For more information about agents, see View Network Flow Monitor metrics in CloudWatch.
- Scope
In Network Flow Monitor, the scope is the account or accounts that you have observability for when you look at network performance indicators. If you sign in as a management account and configure Amazon Organizations with CloudWatch, you can set your scope to more than one account in your organization (up to 100 accounts total). Otherwise, if you sign in with an Amazon Web Services account that does not have management permissions in Organizations, or if you have not configured Organizations with CloudWatch, Network Flow Monitor sets your scope to the account that you're signed in with.
Network Flow Monitor generates a unique scope ID for the scope. Queries for metrics data use the scope ID to determine the resources that the Network Flow Monitor generates metrics for. (You must install agents to gather and submit metrics data before you can view the performance metrics for an account with Network Flow Monitor.)
- Query ID
Network Flow Monitor generates a unique query ID for each query that is created to retrieve performance metrics data, such as a query for top contributors for a monitor.

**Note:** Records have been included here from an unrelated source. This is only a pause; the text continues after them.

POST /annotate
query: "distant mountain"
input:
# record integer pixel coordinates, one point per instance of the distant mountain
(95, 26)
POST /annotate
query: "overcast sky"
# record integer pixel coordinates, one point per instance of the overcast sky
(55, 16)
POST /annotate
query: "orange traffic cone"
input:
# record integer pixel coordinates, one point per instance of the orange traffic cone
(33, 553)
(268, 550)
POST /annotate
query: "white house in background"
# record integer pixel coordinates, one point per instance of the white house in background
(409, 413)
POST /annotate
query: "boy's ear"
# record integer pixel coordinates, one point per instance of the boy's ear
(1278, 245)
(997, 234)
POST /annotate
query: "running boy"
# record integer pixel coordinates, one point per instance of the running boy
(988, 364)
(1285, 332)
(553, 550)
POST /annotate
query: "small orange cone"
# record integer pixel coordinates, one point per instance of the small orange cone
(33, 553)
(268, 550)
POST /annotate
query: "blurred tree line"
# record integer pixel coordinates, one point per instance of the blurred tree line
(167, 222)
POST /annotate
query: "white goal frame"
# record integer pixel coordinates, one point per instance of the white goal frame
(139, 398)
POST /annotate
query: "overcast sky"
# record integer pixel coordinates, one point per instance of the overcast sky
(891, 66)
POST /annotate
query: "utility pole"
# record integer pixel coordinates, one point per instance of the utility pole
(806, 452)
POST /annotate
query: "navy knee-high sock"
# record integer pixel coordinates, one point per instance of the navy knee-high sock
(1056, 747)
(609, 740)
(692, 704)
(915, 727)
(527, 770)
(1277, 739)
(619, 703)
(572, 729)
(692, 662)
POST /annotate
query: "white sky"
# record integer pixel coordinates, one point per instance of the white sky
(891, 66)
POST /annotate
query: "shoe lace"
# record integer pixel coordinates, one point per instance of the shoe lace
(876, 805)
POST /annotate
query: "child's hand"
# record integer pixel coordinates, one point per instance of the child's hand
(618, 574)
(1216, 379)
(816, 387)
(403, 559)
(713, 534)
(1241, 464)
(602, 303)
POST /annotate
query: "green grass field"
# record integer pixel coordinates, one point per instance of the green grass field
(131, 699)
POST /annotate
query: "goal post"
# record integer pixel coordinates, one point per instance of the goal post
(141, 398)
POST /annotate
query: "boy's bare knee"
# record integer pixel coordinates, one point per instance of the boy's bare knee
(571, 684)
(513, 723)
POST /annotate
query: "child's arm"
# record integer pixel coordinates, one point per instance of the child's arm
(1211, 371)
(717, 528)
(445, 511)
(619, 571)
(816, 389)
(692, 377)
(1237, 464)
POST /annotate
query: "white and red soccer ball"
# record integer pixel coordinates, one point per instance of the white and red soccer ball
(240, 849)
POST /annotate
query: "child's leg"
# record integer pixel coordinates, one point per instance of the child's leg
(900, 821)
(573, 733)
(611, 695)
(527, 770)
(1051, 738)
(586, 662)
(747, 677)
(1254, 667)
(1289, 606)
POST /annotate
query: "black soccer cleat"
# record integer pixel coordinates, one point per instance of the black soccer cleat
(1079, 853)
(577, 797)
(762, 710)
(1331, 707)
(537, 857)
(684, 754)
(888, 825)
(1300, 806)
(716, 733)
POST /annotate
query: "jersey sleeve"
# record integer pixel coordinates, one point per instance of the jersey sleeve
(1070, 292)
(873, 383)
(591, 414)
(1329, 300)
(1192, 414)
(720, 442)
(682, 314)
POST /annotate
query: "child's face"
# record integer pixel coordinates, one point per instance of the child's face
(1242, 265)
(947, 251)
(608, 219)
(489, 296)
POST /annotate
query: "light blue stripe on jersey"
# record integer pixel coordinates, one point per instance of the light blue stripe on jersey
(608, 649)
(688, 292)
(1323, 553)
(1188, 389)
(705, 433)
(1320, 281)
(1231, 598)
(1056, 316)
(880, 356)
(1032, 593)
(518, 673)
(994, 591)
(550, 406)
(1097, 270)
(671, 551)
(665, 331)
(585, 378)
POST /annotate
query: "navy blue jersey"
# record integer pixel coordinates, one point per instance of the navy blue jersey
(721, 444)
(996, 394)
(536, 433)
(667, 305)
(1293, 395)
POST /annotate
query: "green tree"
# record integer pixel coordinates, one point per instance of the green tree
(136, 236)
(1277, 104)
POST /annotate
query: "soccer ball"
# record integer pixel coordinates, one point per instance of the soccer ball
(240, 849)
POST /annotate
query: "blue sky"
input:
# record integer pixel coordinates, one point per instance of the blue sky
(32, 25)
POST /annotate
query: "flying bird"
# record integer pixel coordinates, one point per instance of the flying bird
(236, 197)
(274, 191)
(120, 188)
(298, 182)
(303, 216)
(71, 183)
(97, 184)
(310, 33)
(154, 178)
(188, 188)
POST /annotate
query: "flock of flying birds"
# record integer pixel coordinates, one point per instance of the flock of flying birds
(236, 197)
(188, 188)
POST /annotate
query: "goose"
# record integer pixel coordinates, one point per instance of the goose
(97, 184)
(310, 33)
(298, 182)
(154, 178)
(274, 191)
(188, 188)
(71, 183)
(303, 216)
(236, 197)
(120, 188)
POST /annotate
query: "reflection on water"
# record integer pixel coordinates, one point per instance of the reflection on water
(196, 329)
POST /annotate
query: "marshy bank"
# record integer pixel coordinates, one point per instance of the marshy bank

By using a query ID with an API call in Network Flow Monitor, you can check the status of a query, stop a query, run the query again, or work with the query in other ways.
- Performance metrics
Network Flow Monitor gathers and calculates end-to-end performance metrics, including TCP round-trip time (RTT), TCP retransmissions, TCP retransmission time outs, and bytes transferred for each flow that is in your Network Flow Monitor scope. The service aggregates these metrics and returns them to the service backend. You can view top contributors by metric type. When you see an anomaly in Network Flow Monitor, you can also check the network health indicator (NHI) to see if there is an underlying Amazon network issue.
Be aware that RTT data can be sparse because RTT is not always calculated.
You can also use Amazon CloudWatch features to create dashboards, alarms, and notifications based on these metrics. For example, you can learn about setting up alarms with Network Flow Monitor metrics by reviewing the information in Create alarms with Network Flow Monitor.